Et qui à l’effet ventes le plus fort ? La télévision

efficacite vente des reseaux

Pourquoi ? Et si on parlait de taille : la couverture écran

La part de publicité, la surface occupée par la publicité par rapport à l’écran que l’on a en face de soi, semble être un paramètre important. La couverture écran de la TV à un instant t, dans un écran publicitaire, est de 100%. Elle beaucoup plus faible, par nature, pour Facebook et YouTube.

couverture ecran et reseaux

Et comme, on l’a vu plus haut, l’attention est corrélée aux ventes, si la couverture écran a un impact sur l’attention, la boucle est bouclée. Et c’est le cas !

vision active et couverture ecran

A ceci s’ajoute un point très intéressant sur l’application des standards du MRC (nous reviendrons sur ce sujet dans un autre article).

La convention américaine (donc internationale) établie par le MRC est : une publicité vidéo est considérée comme facturable, si 50% des pixels sont visibles à l’écran pendant 2 secondes consécutives.

L’étude australienne montre qu’avec la norme du MRC, les publicités sur YouTube et Facebook ont un effet sur les ventes (tant mieux), mais que si l’on va plus loin (100% de pixels ou plus de 2 secondes), l’impact est beaucoup plus fort.

effet norme MRC

Alors pourquoi rester avec un tel standard ?
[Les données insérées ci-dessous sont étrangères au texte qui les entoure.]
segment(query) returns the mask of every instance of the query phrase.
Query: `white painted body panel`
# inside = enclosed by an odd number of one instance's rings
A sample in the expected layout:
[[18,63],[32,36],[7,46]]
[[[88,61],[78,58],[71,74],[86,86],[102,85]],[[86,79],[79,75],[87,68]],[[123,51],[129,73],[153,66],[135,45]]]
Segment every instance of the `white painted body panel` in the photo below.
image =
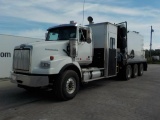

En Australie, le durcissement des règles aboutirait à une réduction drastique de l’inventaire publicitaire pouvant faire l’objet d’une vente de la part de ces 2 sociétés.

inventaire et norme MRC

Quels bémols ?

Comme il se doit tout n’est pas dit dans cette étude, ni sur la méthodologie ni sur les résultats.

  • Les résultats sont très en faveur de la TV mais l’étude est commandée, on le rappelle, par l’association des télévisions australiennes (Think TV).
  • Les résultats montrés pour Facebook sont-ils ceux du mobile ou de la version PC ? Selon Facebook Australie, cette étude, dans cette étape, ne montre pas de résultats sur mobile. Think TV annonce une seconde étape avec le mobile.
  • Un regard posé sur une publicité en Eye Tracking pendant combien de temps pour signifier « vision active ».
  • La mesure des ventes via le STAS (Short Term Advertising Stength) peut faire l’objet de discussions infinies et nous renvoie à des travaux faits en 1995 par JP Jones (l’application en France avait été promue par Marketing Scan, entre autres).